At the meeting I suggested that the Cumberland GP practice could share Devonport health centre’s brand-new building, which has space and operates as a federation, sharing receptionists and back-room staff. This was supported by everyone present. Indeed, the city council’s health and wellbeing board also supported it following an inquiry that recommended measures to allow the Cumberland GP practice to continue. However, I understand that Devonport healthcare might not be willing to do this, and it appears that the Devonport community may be deprived of a second GP practice and that patients will have no choice in which doctor they can go to.

I have also had representations from patients at both Hyde Park and St Barnabas surgeries. At Hyde Park, although Dr Stephen Warren is keen to continue as a GP following a heart attack, he has transferred the ownership of his practice to Access Health Care, as he no longer wishes to deal with the back-room tasks of administration, which is part of running a practice. He argues that his and his partner’s growing 2,800 practice—the Cumberland is growing as well—has attracted outstanding reviews and he would not be able to inform his patients where he was going if he relocated to another practice. He also thinks that some patients like to have a relationship with an individual doctor who they can see speedily rather than having to wait weeks.
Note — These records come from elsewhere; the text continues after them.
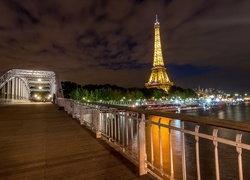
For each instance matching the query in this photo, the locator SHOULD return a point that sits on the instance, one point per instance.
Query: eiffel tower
(158, 78)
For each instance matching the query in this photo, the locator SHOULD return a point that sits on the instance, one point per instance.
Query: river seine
(228, 156)
(240, 112)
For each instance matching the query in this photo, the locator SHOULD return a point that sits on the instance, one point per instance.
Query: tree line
(109, 92)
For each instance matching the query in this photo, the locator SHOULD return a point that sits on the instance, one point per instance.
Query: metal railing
(167, 145)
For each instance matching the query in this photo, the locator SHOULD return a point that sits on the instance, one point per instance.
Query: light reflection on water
(227, 155)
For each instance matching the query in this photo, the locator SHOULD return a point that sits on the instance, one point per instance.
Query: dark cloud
(204, 42)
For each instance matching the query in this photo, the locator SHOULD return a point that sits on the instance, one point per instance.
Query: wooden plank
(39, 142)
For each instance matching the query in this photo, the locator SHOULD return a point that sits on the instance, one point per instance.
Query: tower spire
(158, 78)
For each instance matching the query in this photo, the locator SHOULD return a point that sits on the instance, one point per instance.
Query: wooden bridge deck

The St Barnabas surgery, which is also run by Access Health Care, was set up in a new development next to a residential care home for the elderly where patients do not have to walk far to get to it. In all three cases, NHS England, for supposedly technical reasons, gave patients only 24 hours’ notice of their initial engagement. I must say I found the public consultation process utterly appalling. I wrote to NHS England asking it to give more time to engage with local communities, and I am grateful that it bothered to listen.

On Friday, at my weekly constituency surgery, I was asked to write to NHS England to ask whether it had engaged with other GP surgeries and with Derriford hospital and whether it had consulted them, because some GPs will have to accommodate more patients. That is a big issue.

There are wider issues in all this. At the moment, commissioners in north, east and west Devon spend a higher amount of money in east Devon than in the more deprived western locality. The Government’s success regime is keen to correct that, so that resources are focused on deprived communities such as Devonport. Finally, we need to make much more use of pharmacies. As my hon. Friend the Minister knows, I am the Government’s pharmacy champion. What are we going to do to make sure we have pharmacy funding and how will that operate?